Have you ever held the probes of a megohmmeter with your bare hands when your partner turns the generator handle? And this is one of the most popular jokes.
The meaning of the draw is as follows: An experienced colleague talks about how to use this device ... At the end of the briefing, he says: “Do you know what the resistance of your body is? You want to know?"
As a rule, if the "victim" does not know the features of the megohmmeter, then he agrees. The "instructor" asks to pick up the tips of the probes, and he begins to turn the handle. Depending on the degree of insidiousness of the older comrade, 500, 1000 or 2500 Volts appear on the probes at the moment the handle is turned. It won’t kill you, but it won’t “rot” well :)
One of my former classmates prepared for this procedure in advance: he passed an insulated wire through the sleeves. The ends of the wire were in clenched palms until the moment of "measurement". And when he took on the probes, he imperceptibly closed the wire to the tips.
The “Joker” was in shock: the “young one” is not shocked, and the arrow of the device goes to zero ... Apparently deciding that the device is damaged, he says: “Come on, turn it around, and I will hold on. Something "vixen" is not working properly!
What happened then, you probably guessed - the old, hardened electrician, who went through "fire and water" rotted so that he sat down on the fifth point. The whole team was laughing from this circus, and my friend earned respect almost from the first working day :)
What can be carried in a bucket?
How do you think: “What can be carried in a bucket?”
“Yes, whatever! I'm tired of stupid questions!" - you will answer for sure.
And here is the script for the next popular joke. True, she comes across the most, to put it mildly, stupid.
Usually, the scenario is played out at the moment when, for some reason, the voltage on the object disappears. Of course, all work stops.
And then, someone from the brigade says something like this:
-Yo-mayo, five minutes was not enough to finish the job! Seryoga! (referring to the young man). Take a bucket and instantly fly to the boss, let the bucket give energy ... so that 10 minutes of work is enough!
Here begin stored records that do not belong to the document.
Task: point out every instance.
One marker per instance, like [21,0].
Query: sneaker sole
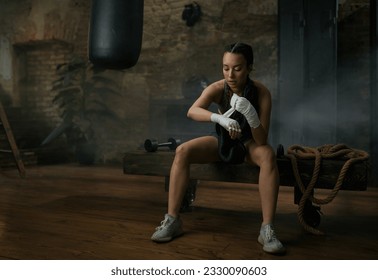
[167,239]
[275,252]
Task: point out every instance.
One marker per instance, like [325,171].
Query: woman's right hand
[231,125]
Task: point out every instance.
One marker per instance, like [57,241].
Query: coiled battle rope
[338,151]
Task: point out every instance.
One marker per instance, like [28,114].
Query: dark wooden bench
[159,164]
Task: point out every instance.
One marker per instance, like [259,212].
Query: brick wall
[42,33]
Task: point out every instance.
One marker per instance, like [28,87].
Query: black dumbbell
[151,145]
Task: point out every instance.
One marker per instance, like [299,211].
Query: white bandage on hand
[242,105]
[227,123]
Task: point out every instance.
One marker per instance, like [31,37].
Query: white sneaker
[268,239]
[169,228]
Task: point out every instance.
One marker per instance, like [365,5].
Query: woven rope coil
[338,151]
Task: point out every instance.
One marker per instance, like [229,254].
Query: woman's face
[235,71]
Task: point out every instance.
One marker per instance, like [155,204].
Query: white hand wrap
[242,105]
[227,123]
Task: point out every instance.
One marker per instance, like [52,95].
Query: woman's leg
[199,150]
[265,158]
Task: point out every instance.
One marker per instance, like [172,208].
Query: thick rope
[339,151]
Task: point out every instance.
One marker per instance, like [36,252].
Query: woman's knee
[182,152]
[264,155]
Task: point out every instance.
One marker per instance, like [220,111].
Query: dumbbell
[151,145]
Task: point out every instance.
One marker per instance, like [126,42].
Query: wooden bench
[159,164]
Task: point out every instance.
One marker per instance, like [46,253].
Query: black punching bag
[115,33]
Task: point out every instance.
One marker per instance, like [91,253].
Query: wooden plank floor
[97,212]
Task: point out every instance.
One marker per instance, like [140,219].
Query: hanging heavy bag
[115,33]
[230,150]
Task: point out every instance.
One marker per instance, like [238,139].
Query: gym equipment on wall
[115,33]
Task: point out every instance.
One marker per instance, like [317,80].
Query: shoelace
[162,224]
[270,234]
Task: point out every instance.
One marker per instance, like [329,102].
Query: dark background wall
[37,35]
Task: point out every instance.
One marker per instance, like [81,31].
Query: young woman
[251,100]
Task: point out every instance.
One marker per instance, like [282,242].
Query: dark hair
[241,48]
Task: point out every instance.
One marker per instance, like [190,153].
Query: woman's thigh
[259,153]
[199,150]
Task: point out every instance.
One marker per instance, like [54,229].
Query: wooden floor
[75,212]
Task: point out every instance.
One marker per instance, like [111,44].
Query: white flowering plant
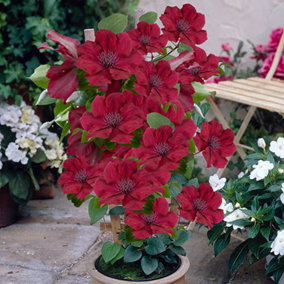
[25,145]
[253,205]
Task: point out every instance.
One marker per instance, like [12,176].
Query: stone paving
[52,243]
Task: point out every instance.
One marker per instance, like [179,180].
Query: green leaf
[119,256]
[221,243]
[116,23]
[238,256]
[183,47]
[150,17]
[155,120]
[181,238]
[132,254]
[177,250]
[95,211]
[200,93]
[39,76]
[4,178]
[149,264]
[19,185]
[117,210]
[154,246]
[39,157]
[253,231]
[110,251]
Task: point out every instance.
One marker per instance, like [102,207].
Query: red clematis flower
[78,177]
[122,182]
[147,38]
[158,81]
[198,69]
[162,148]
[184,24]
[110,57]
[63,79]
[216,143]
[201,204]
[161,221]
[175,114]
[114,116]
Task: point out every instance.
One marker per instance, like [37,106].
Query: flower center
[199,204]
[155,81]
[214,143]
[194,70]
[107,59]
[112,119]
[182,25]
[125,185]
[162,149]
[81,176]
[144,39]
[150,219]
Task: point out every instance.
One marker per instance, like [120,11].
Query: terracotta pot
[46,191]
[8,208]
[177,277]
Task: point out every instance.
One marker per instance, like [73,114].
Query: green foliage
[150,17]
[155,120]
[96,212]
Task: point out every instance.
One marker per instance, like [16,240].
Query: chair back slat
[276,59]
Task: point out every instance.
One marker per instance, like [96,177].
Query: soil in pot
[8,208]
[132,271]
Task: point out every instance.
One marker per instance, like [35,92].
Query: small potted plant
[130,103]
[23,148]
[253,205]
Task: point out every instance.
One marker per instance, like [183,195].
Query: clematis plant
[131,105]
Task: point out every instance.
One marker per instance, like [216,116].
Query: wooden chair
[266,93]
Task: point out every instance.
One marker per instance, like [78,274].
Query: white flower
[241,174]
[235,215]
[277,147]
[14,154]
[226,207]
[261,143]
[277,246]
[261,170]
[216,182]
[282,194]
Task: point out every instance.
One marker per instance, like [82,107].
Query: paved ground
[53,242]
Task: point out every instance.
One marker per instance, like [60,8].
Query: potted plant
[131,103]
[253,205]
[23,148]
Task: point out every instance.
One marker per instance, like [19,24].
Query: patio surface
[53,242]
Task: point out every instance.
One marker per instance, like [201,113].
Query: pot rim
[181,271]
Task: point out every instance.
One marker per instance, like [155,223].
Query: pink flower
[226,46]
[275,37]
[114,117]
[184,24]
[162,148]
[147,38]
[110,57]
[63,78]
[122,182]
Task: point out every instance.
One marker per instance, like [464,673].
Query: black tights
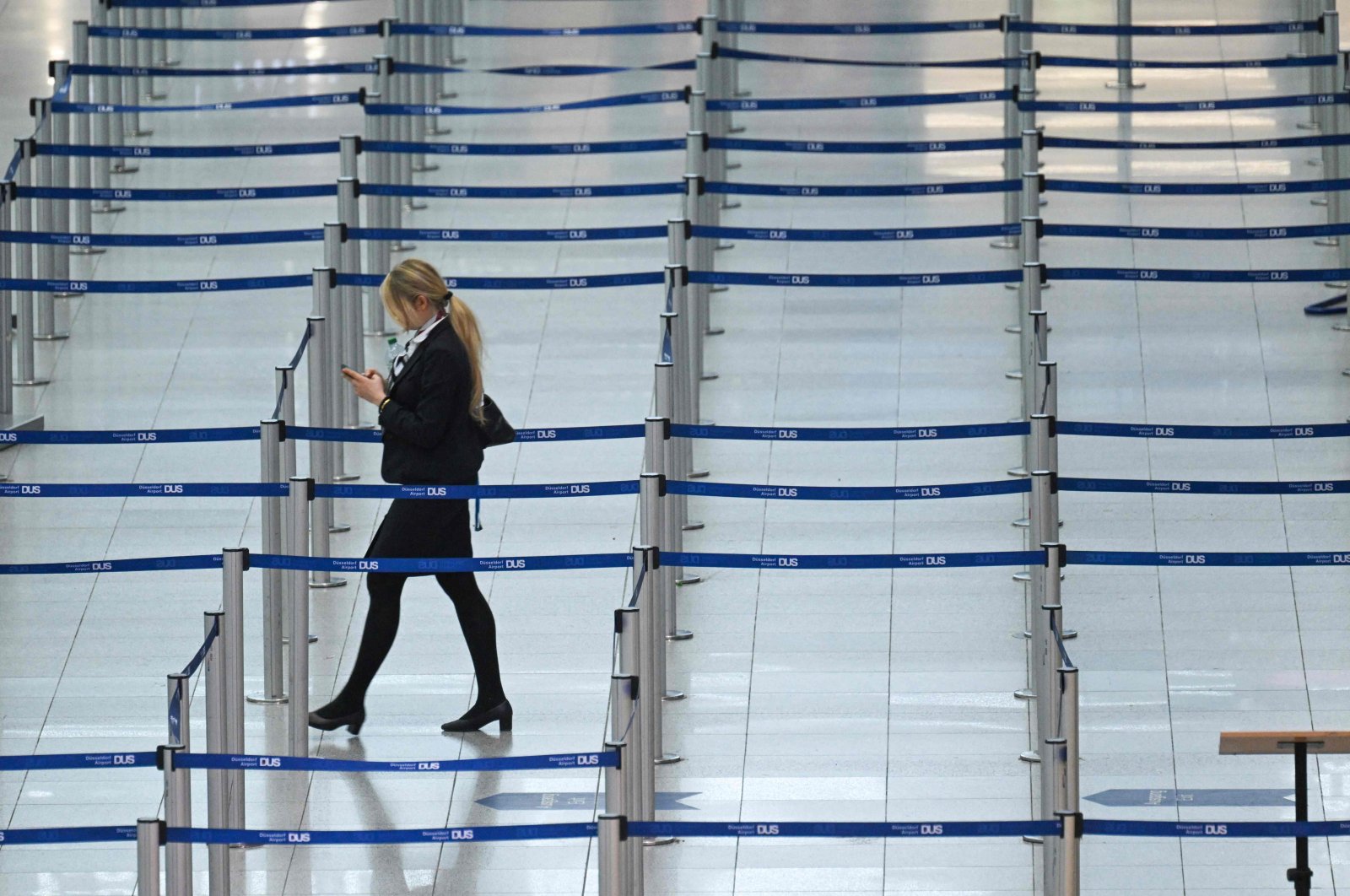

If the “victim” fell for a divorce, then further events depend on the boss. Either the “young” will fly in that such and such a fool fell for a stupid divorce, or the brigade that they are bullying the young, or ... will play along and redirect him somewhere else.
In general ... Fun!
And if women work at the facility, then the joke is tougher - the young one is sent for ... menstro paint.
The reaction of women is unpredictable. From a crack to a reciprocal joke.
They also sent us to the warehouse for a wooden dowel, the drivers asked to bring a bucket of sparks.
One of my acquaintances even played an innocent young accountant. Their microwave stopped working in their department, so after a couple of minutes of inspection, he concluded: “So her batteries are dead!”
And what do you think…? The poor thing hit the store and brought two dozen AA batteries ...
AntiGround.
And this case, as it were, is difficult to call a rally. It kind of happened by accident...
Builders worked at our base. The foundation blocks were dismantled. They brought a mobile compressor with them, which pumped air for jackhammers.
The compressor was powered by a cable from the switchboard. Worked, worked... And then suddenly again! And knocked out! As it turned out, the ground leakage relay worked (we had an isolated neutral there, so this type of protection must be present).
The meaning of the problem is clear: either in the cable or in the compressor motor, the insulation resistance has decreased and one of the phases has begun to short to ground.
One of the men then blurted out jokingly: “We need to raise the compressor above the ground. There will be no contact with the soil - it will stop knocking out.
And what do you think? The young master, having heard this, immediately gave the command to the slingers to hook the copressor with slings, and to the crane operator to raise the compressor half a meter above the ground.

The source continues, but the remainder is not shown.